L’action du CICR est facilement instrumentalisée notamment en usurpant son emblème. De son côté, Claude Lanzmann n’a pas comme but d’exposer les faits, ni même de parler des expériences du délégué. Il exploite au maximum la naïveté de Maurice Rossel pour donner à croire que le CICR est antisémite et que c’est pour cette raison que cette instance morale a totalement abandonné les juifs durant la guerre. C’est un filon qui a ensuite été repris par de nombreux historiens, notamment ceux, aux États-Unis, qui travaillent dans des champs de recherche tels que les Genocide Studies ou encore les Holocaust Studies. Taper sur le CICR, déstabiliser une institution placée sur un piédestal, c’est rentable en termes de publications et d’écho médiatique.
Si le CICR perd des plumes dans cet épisode, ce n’est pas le cas de l’humanitaire…
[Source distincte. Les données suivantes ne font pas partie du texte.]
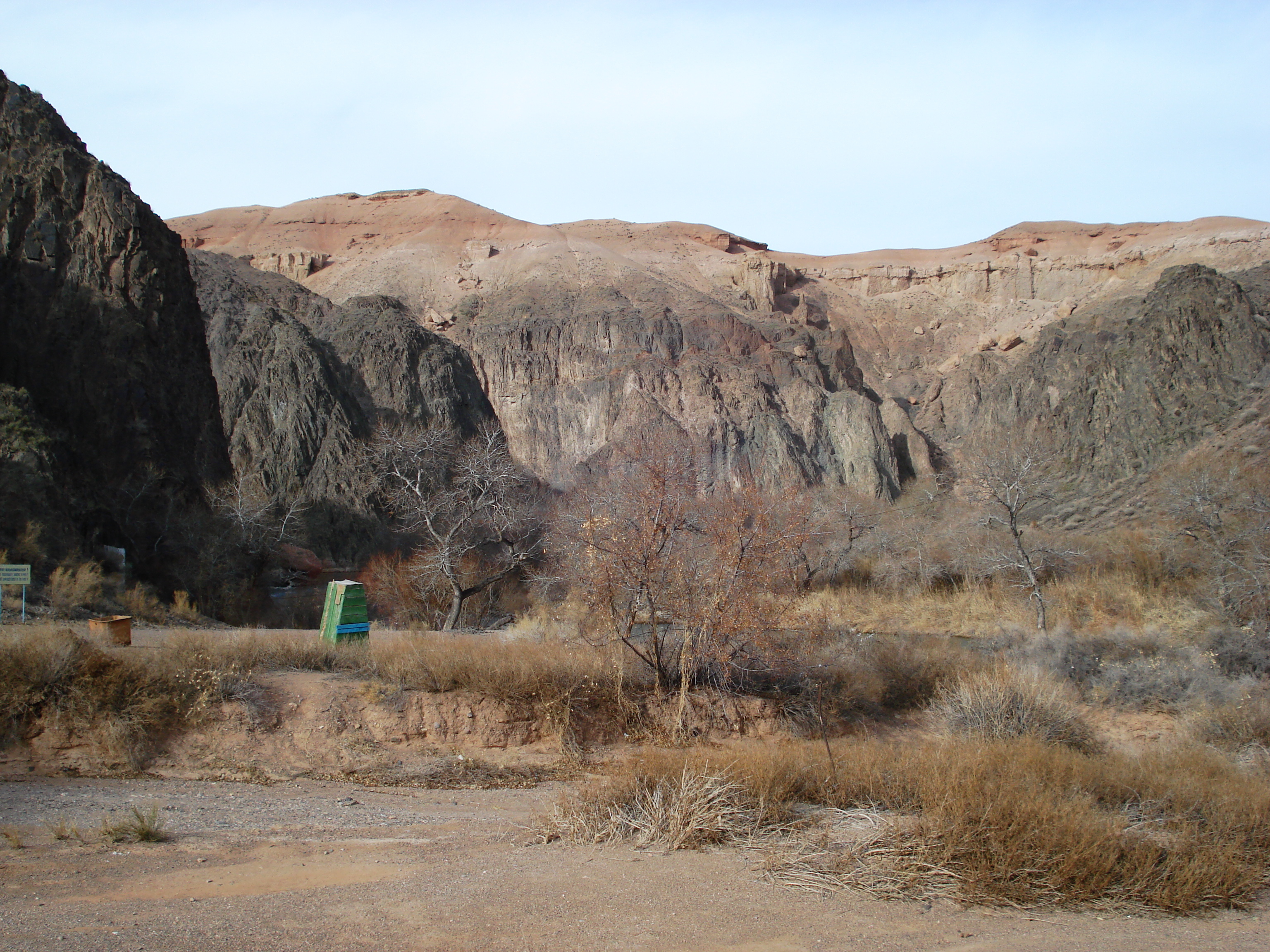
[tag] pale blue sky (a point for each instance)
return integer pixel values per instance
(821, 127)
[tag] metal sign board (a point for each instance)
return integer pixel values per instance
(14, 574)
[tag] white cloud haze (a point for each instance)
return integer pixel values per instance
(821, 127)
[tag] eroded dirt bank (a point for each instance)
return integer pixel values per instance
(296, 866)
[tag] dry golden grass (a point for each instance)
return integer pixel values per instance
(70, 588)
(125, 700)
(1085, 602)
(1006, 702)
(1014, 823)
(184, 609)
(1240, 724)
(141, 602)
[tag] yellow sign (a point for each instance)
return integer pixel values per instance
(14, 574)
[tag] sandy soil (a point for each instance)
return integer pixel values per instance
(298, 866)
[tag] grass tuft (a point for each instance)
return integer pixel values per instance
(1004, 702)
(1017, 823)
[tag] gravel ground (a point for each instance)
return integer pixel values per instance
(318, 865)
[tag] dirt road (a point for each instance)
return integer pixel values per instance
(315, 865)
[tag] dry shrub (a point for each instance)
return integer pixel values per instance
(393, 588)
(141, 602)
(1005, 702)
(1240, 652)
(1009, 822)
(75, 588)
(1170, 682)
(183, 609)
(684, 812)
(1240, 724)
(120, 700)
(1089, 602)
(138, 827)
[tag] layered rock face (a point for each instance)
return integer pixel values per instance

L’humanitaire, malgré toutes les limites que je viens d’évoquer et qui sont indissociables du concept, reste en effet flamboyant. L’idée qui se cache derrière ce mot possède un pouvoir extraordinaire. Une grande partie de ce pouvoir vient du fait que l’humanitaire est aujourd’hui associé au bien absolu. On peut être contre la manière dont il est mis en œuvre mais l’humanitaire en tant que tel reste une valeur inestimable, intouchable, idéale. On peut l’utiliser pour fabriquer des arguments à succès, difficiles à contrer. Car il est impensable de prétendre que l’on est contre l’humanitaire. Tout comme on ne peut pas prendre parti en faveur de son exact opposé qui est le génocide, la mal absolu. L’humanitaire est devenu un concept magnétique positif. Pourtant, il peut, et doit être critiqué. L’humanitaire, par exemple, n’est pas opposé au colonialisme. C’est la perpétuation d’un même effort « civilisateur » mais sous une autre forme. Il représente aussi une manière de se sentir supérieur. Il y a celui qui aide et celui qui est secouru, il y a la société assez riche qui peut se permettre d’apporter son soutien et les pays en crise. De ce point de vue, l’humanitaire diffère de concepts connexes tels que la solidarité qui, elle, sous-entend que les gens sont au même niveau et se serrent les coudes pour éviter de tomber collectivement. En réalité, l’humanitaire c’est de la solidarité qui divise, car il est discrétionnaire. Pouvoir choisir librement de l’exercer, c’est ce qui fait la beauté du geste, mais cela établit aussi une distinction entre celui qui donne et celui qui reçoit. D’ailleurs les personnes qui bénéficient de l’aide humanitaire sont certes soulagées lorsqu’elles la reçoivent mais sont aussi les premières à se rebeller dès qu’elle n’est plus nécessaire. L’humanitaire, pour elles, symbolise une sorte d’humiliation ainsi que la réalité de leurs problèmes qu’elles cherchent à évacuer.
« L’Humanitaire en questions. Réflexions autour de l’histoire du Comité international de la Croix-Rouge. » Par Irène Herrmann, Éd Cerf, 170 p.